In the last experiments volunteers were given the option to save the lives of five nameless people by sacrificing one other person. These lone individuals either had typical Dutch male names, or foreign ones—Arab names in the fourth experiment and German ones in the fifth. Participants given oxytocin sacrificed foreigners more often than fellow Dutchmen. This isn't because they mercilessly sacrificed more outsiders than volunteers given placebo did—rather, they protectively sacrificed fewer fellow Dutchmen.

The net result is that oxytocin makes people prefer their own group over other groups "and thus sets the stage for prejudice and social discrimination," de Dreu says of findings detailed online January 10 in Proceedings of the National Academy of Sciences. "Our findings and those of others indicate that oxytocin should not be used for recreational purposes. And while oxytocin may help in therapeutic settings, much more controlled research is needed—there is a lot we do not yet know about oxytocin."

"Recent classes of theories explaining the role of oxytocin in social behavior have focused only on prosocial positive behaviors such as trust and generosity. However, oxytocin is also involved in maternal aggression and territoriality," says neuroscientist Simone Shamay-Tsoory at Haifa University in Mount Carmel, Israel, who did not take part in this study. "Administration of oxytocin may provoke a wide range of emotions and behaviors related to social behavior and parenting, such as trusting collaborators, feeling love and compassion as well as attacking potential intruders and competing with rivals."

"So are we hard-wired for prejudice?" asks social neuroscientist Susan Fiske at Princeton University, who also did not participate in this research. "You have to remember that groups are defined socially and culturally, and they can change over time based on short-term context and long-term history.
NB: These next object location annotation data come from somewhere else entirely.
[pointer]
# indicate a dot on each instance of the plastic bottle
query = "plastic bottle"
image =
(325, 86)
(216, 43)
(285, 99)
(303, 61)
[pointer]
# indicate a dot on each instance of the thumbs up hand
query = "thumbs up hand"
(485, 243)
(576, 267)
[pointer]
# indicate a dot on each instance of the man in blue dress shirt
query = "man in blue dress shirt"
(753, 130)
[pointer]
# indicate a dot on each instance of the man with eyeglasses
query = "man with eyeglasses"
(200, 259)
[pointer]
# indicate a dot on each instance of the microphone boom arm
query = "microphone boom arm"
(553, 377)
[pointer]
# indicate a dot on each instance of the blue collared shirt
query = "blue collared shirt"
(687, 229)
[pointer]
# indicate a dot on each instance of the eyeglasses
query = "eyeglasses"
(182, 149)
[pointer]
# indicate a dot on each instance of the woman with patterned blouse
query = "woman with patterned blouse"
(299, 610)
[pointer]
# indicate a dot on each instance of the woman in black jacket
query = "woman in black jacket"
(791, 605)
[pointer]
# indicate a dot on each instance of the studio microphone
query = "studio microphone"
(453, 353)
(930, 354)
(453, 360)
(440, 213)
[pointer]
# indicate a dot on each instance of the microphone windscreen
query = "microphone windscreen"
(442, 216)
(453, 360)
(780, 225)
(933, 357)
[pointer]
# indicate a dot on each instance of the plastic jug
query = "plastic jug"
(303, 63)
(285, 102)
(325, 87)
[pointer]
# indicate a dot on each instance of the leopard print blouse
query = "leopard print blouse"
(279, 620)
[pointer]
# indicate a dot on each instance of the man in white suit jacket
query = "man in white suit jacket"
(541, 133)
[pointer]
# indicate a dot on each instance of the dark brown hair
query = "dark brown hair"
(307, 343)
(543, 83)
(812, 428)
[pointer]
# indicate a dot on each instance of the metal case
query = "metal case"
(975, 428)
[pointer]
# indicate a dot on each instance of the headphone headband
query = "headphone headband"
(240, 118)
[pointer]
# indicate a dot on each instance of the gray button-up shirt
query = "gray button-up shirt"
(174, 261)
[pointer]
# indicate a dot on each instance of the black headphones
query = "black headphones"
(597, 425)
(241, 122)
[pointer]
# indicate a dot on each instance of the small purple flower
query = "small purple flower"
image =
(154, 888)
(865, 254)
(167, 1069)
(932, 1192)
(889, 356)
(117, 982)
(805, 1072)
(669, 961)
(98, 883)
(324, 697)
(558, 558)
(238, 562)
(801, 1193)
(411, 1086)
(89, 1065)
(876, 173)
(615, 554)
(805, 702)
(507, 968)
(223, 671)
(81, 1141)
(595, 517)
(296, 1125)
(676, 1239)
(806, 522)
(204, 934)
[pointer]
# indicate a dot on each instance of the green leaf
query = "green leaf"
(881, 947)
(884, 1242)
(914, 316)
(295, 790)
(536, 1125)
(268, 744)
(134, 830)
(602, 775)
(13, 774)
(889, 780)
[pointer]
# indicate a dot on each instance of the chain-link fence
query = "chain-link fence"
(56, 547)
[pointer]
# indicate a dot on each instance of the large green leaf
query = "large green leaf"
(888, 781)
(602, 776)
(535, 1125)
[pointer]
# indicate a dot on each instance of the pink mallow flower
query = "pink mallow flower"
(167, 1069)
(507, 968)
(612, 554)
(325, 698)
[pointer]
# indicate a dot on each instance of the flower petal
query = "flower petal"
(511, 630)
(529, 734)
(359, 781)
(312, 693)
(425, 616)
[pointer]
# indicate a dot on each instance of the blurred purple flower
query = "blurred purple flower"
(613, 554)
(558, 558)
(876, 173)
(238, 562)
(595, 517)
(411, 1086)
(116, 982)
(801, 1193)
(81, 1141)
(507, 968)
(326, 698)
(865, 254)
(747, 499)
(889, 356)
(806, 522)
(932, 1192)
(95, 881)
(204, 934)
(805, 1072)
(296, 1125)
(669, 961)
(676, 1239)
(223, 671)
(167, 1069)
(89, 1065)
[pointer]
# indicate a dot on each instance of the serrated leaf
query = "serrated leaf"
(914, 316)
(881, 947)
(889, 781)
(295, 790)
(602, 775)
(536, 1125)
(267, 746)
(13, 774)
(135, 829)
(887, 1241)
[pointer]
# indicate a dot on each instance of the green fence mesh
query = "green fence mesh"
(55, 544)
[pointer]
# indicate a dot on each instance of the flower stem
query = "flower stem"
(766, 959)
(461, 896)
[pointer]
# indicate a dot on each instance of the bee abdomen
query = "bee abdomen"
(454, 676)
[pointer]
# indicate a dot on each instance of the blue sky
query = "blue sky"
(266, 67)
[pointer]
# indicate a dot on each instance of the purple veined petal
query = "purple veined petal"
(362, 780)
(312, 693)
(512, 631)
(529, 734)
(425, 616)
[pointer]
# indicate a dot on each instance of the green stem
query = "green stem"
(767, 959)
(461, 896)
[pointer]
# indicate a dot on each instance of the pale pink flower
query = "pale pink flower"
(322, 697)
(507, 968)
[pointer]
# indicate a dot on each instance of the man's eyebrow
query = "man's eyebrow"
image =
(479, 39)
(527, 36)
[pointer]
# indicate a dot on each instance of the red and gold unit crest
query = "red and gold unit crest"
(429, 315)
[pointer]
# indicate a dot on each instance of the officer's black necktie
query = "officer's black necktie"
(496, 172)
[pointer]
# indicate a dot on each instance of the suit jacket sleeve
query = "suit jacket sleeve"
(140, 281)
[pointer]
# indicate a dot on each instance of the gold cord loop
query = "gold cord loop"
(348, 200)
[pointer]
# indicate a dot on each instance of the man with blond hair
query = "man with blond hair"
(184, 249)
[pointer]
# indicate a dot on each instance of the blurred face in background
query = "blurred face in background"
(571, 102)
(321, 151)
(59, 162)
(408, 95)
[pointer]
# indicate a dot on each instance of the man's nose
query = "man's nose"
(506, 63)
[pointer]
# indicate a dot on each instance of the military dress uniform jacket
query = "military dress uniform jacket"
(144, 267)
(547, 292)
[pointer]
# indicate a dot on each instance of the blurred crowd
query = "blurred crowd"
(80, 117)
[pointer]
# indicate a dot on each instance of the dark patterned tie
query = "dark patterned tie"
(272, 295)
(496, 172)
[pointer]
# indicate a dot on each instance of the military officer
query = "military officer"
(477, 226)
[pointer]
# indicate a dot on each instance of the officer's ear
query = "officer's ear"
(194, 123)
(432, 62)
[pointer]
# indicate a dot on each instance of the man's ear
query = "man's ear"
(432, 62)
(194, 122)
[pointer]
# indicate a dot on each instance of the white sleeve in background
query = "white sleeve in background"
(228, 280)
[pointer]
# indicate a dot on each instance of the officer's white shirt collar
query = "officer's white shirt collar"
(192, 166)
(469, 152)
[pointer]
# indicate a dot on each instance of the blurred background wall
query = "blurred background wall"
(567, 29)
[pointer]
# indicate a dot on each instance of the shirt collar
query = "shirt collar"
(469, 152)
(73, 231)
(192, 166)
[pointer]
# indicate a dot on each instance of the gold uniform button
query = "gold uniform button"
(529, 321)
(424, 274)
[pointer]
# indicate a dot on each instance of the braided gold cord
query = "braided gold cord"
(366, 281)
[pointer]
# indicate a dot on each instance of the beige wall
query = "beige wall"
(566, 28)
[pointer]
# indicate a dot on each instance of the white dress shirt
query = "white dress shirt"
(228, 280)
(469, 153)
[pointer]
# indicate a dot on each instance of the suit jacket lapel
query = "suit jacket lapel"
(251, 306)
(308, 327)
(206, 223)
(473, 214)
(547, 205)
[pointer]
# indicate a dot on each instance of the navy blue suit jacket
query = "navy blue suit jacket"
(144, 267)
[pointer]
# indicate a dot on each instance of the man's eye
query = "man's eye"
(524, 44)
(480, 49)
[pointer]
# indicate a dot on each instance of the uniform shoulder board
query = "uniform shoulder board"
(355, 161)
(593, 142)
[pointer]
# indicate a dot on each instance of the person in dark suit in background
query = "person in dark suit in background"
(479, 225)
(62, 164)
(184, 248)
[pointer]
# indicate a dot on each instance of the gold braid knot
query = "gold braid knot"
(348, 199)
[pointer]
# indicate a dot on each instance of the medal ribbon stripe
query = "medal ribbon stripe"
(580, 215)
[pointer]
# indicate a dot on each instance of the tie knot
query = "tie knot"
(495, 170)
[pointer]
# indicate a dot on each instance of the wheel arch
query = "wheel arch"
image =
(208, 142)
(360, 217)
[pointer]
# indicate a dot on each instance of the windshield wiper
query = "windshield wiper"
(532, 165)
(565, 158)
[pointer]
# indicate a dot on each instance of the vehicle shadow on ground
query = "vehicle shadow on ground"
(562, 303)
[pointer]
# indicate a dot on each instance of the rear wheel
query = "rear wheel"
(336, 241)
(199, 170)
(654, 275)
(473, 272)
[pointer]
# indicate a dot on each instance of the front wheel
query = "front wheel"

So for people who hear about this and are discouraged about the state of the world and intergroup conflict, this doesn't mean prejudice is inevitable. The key is who you define as part of your group, and we know that's changeable."

One question that de Dreu and others may have is why oxytocin sometimes did and did not lead to bias against outsiders. "There may be specific situations in which oxytocin motivates out-group hate, and new research is needed to find out," de Dreu says. Research should also investigate the effects of oxytocin in female subjects, he notes.

It would be interesting to see if oxytocin could be used to overcome bias against outsiders, Fiske adds. "It could be that if an out-group is the only life preserver one has and if one is under personal threat, you could see attachment," she speculates. "After 9/11, a lot of people in the United States commented that a lot of racial tensions temporarily took a backseat."